Family vs Individual Plans: The Cost Reality
A family plan covering two adults and two children might cost $200-250/month with Southern Cross ($2,400-3,000/year). Individual plans for each person might total $150-180/month ($1,800-2,160/year).
Family plans seem convenient, but they're often more expensive than buying individual policies. The trade-off is convenience (one policy, one deductible applied across the family, potentially family discounts on add-ons). Calculate both approaches before committing to a family plan.
The Age-Stratified Approach
A smarter strategy is differentiated coverage based on age and risk:
- Young adults (under 40, healthy): Surgical cover only. Cost: $30-50/month each.
- Parents (40-55): Major medical cover. Cost: $80-120/month each.
- Children: Typically added to parent plans.
This approach costs less than a full family plan while protecting those most at risk.
Children's Coverage: Is It Worth It?
Children are statistically low-risk for health conditions but high-need for minor care access (ENT, tonsillectomy, grommets, ortho issues). Some parents budget for private children's healthcare rather than insuring it.
However, a serious childhood diagnosis (cancer, cardiac condition, juvenile diabetes) creates substantial costs. Insurance is cheaper than catastrophic risk.
The question: will your children benefit from fast private access (immediate ENT appointment vs 8-week wait) or can they wait for public appointments? If you can wait, child coverage is optional. If you value speed, include them.
Add-Ons: Where Families Typically Overpay
Dental and vision add-ons are pushed hard because they're high-margin for insurers. For a family of four, adding dental might cost $60-80/month ($720-960/year). Realistic dental costs: cleanings and checkups $300/year, fillings occasional. Vision costs: eye test and glasses $200-300/year. The add-on rarely provides good value for families.
Maternity cover (if you plan more children): $15-30/month additional. If you're planning children within 2 years, include it (it has a waiting period, so you must have it before you become pregnant).

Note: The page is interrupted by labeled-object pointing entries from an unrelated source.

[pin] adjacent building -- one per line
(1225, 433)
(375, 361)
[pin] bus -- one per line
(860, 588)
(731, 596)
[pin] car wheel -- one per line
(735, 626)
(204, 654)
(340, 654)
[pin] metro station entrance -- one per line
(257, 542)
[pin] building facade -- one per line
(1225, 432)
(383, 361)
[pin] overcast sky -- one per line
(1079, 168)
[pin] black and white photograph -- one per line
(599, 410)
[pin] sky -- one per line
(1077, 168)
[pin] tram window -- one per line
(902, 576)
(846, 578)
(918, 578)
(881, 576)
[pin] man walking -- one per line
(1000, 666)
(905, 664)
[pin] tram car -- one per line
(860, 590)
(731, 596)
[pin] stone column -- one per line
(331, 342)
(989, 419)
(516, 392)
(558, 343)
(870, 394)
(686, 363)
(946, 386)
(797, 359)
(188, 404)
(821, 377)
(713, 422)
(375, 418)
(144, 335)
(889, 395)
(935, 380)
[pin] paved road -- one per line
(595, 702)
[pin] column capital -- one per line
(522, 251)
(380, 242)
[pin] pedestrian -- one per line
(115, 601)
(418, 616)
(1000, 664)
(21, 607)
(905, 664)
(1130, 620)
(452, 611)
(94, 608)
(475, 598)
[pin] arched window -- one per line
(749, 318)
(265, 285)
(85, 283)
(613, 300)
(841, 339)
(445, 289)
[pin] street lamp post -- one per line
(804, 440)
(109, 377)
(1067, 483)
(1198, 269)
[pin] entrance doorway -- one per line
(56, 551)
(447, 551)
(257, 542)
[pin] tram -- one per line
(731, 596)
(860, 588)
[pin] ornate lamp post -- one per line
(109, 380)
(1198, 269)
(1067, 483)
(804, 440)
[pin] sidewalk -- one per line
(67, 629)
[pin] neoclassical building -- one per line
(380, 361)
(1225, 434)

If you're done having children, drop it.
The Excess Strategy for Families
A family might have a $500 excess applied per claim, meaning each person's first claim in the year costs $500. For a family with two active kids and two adult parents, you might hit that excess twice ($1,000).
Alternatively, a $1,000 excess per family per year means once you claim $1,000 total, everything after that is covered. This is usually cheaper. Ask your insurer about both models when quoting.
Our Recommendation
For most families: major medical cover for adults, hospital-only for children, $500-750 excess, skip dental and vision add-ons. Review annually as children grow and your needs change.